Mas esta criação deve ser acompanhada da derrogação da medida que sonegou às ordens profissionais do provir a sua própria essência, descaracterizando-as, et pour cause, transformando-as numa caricatura de si próprias por deixarem de poder certificar os diplomas que dão acesso à profissão docente retirando-lhes, assim, a garantia de que os cursos de má qualidade não sobrevivam até que o escândalo público, ou o mau exercício dos seus diplomados, os obrigue fechar.
Felizmente, caro Fartinho da Silva, o actual governo de coligação corrigiu o erro, com escreve no seu comentário, da “divisão artificial entre o ensino não superior e superior”. Mas porque pouco ou nada se resolve, segundo a parábola de Marcos, com “remendo novo costurado em vestes velhas”, são estas questões a merecerem uma resposta de um tempo presente que não deve ficar para a história por se acomodar aos erros do passado devolvendo aos vindouros um futuro sem ter erradicado as verdadeiras asneiras de uma educação nacional em que se joga o futuro da juventude e o destino do própria sociedade portuguesa.
Cumprimentos amistosos,
Rui Baptista.
7 comentários:
"A auto-satisfação é inimiga do estudo".
Parece uma visão bastante pessimista da questão, como encarar o trabalho como necessariamente e nada mais do que uma obrigação, um mal necessário.
Talvez mais correcto fosse "A auto-satisfação imediata é inimiga do estudo". Ou outra forma de dizer que o estudo não é só facilidades, que julgo que seria o que autor pretendia dizer porque caso contrário até seria uma contradição promover a aprendizagem.
Para mim, pessoalmente, hoje em dia a auto-satisfação não é inimiga do estudo, mas sim razão de ser do estudo.
Pôr citações de Mao ou de Estaline é quase igual
Além de serem auto-satisfações inimigas do estudo
e amigas do estado
quando os gajos não gostavam do que escreviam
os ghost writher's tornavam-se subitamente mais ghost's e menos writher's
e Mao "escreveu" mais volumes que o vice-reitor de Évora que andou agora nos jornais
e Mao certificava-se que ninguém o acusaria de plágio
Caro anónimo (23 julho; 11.51):
Obrigado pelo comentário.
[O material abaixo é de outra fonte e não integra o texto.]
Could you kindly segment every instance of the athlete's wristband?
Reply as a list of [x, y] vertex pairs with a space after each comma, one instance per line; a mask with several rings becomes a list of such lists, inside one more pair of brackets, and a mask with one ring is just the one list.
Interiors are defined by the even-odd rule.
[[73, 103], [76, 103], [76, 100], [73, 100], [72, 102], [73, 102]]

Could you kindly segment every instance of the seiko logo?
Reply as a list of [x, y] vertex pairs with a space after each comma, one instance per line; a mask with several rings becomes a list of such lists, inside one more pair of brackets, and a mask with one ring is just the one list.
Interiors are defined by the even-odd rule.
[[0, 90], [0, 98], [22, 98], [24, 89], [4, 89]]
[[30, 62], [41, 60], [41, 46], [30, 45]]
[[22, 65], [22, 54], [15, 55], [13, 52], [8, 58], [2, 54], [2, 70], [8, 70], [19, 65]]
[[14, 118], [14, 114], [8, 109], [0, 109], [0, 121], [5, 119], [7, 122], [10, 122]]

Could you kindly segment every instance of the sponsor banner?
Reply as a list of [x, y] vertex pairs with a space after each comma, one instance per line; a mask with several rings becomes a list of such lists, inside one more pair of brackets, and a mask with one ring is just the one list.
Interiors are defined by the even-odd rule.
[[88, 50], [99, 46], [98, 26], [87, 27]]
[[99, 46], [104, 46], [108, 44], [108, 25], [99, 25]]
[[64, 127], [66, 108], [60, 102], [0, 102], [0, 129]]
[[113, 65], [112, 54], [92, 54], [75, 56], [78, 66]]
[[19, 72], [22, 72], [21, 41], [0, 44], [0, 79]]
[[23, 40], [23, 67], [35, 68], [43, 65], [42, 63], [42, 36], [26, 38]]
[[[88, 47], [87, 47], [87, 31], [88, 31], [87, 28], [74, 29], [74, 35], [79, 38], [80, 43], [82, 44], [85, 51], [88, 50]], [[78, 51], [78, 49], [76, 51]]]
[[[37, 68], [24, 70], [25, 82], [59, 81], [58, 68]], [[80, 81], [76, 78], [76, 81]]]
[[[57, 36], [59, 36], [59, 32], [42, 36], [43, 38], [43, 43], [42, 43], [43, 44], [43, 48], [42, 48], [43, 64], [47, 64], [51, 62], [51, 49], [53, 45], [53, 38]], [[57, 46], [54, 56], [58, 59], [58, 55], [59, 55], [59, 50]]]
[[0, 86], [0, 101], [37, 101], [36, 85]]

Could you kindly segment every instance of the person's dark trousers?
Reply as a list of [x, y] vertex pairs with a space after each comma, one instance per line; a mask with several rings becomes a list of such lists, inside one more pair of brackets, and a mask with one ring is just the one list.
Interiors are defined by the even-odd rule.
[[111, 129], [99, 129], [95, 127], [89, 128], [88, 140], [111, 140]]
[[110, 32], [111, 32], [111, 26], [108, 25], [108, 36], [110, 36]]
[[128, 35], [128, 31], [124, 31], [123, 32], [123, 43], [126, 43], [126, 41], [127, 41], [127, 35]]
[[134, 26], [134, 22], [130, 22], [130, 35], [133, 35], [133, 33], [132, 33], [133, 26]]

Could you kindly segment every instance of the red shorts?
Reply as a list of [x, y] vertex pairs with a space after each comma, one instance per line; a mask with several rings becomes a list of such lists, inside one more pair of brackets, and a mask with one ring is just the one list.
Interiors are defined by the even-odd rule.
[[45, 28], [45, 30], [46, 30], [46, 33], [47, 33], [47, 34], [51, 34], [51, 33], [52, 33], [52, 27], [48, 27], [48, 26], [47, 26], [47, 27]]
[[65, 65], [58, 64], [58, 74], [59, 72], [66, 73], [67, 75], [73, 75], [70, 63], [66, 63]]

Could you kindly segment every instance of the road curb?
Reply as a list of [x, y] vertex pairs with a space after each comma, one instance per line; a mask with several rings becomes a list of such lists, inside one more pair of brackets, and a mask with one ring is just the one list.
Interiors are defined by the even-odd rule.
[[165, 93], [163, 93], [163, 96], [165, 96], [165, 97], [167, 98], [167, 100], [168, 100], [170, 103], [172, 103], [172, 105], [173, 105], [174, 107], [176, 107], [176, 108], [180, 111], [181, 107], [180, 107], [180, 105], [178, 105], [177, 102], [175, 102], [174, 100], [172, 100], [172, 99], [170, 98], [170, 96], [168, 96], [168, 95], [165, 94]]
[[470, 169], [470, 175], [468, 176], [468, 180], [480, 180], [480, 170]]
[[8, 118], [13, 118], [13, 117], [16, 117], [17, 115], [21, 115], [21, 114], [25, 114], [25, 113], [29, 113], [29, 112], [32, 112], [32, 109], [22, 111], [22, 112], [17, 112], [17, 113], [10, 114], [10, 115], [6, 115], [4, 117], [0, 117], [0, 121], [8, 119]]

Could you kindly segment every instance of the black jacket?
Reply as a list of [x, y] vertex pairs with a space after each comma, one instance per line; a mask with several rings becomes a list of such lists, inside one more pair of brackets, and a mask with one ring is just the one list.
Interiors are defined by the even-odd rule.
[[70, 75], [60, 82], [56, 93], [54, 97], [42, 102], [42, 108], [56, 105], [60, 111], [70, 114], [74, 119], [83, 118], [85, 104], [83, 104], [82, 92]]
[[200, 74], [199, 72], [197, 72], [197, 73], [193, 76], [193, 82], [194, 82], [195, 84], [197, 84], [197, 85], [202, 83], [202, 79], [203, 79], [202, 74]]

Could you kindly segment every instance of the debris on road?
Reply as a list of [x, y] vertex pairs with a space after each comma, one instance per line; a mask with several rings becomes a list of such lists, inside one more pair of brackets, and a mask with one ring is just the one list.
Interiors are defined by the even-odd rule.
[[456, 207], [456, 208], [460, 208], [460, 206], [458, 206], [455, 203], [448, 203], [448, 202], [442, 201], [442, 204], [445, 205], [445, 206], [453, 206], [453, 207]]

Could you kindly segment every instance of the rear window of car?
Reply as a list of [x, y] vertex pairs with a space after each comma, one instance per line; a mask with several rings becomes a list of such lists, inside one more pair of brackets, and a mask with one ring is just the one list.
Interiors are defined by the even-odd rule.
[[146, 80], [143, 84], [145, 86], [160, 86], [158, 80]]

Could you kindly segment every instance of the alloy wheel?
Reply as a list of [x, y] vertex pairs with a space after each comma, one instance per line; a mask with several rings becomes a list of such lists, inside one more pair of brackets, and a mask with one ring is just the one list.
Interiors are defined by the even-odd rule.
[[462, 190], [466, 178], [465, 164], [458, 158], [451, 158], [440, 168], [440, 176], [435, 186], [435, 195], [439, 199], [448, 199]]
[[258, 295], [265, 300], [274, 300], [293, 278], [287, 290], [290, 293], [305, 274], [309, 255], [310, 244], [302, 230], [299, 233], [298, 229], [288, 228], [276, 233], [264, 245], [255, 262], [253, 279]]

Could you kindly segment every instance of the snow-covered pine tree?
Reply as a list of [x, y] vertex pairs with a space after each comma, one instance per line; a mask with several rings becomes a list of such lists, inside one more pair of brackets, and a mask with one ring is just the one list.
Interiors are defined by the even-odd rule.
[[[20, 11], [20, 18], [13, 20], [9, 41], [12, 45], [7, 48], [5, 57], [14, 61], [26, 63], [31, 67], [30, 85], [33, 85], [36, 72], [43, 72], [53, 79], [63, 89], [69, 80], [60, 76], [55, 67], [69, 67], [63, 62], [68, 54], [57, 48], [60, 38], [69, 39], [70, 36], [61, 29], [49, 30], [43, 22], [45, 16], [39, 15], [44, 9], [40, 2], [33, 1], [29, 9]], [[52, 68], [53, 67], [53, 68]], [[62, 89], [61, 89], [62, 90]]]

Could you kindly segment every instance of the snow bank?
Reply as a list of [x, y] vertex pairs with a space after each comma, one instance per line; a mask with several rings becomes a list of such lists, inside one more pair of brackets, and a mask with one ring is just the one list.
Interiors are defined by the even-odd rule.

Claro que os pensamentos chineses vivem de uma cultura muito própria, para mais se de natureza política e logo de Mao Tzé-Tung. Mas vou tentar uma análise pessoal:
1. "A auto-satisfação é inimiga do estudo": julgo poder depreender que um aluno que tenha como meta apenas passar à tangente (e com isso se contente) demonstra que o estudo mais aprofundado não está no seu horizonte.
2. "Ad contrario", ainda segundo Mao, devemos "ser insaciáveis na aprendizagem": ou seja, a nossa meta deve ser uma aprendizagem que nos torne primeiros entre pares.
Este pensamento, aliás, econtra alma gémea num outro da sua autoria: "Um caminho demasiado plano não desenvolve os músculos das pernas".
Caro "Banda in barbar": O seu comentário trouxe respaldo ao meu comentário em que escrevi que o pensamento de Mao "tem natureza política e logo de Mao!".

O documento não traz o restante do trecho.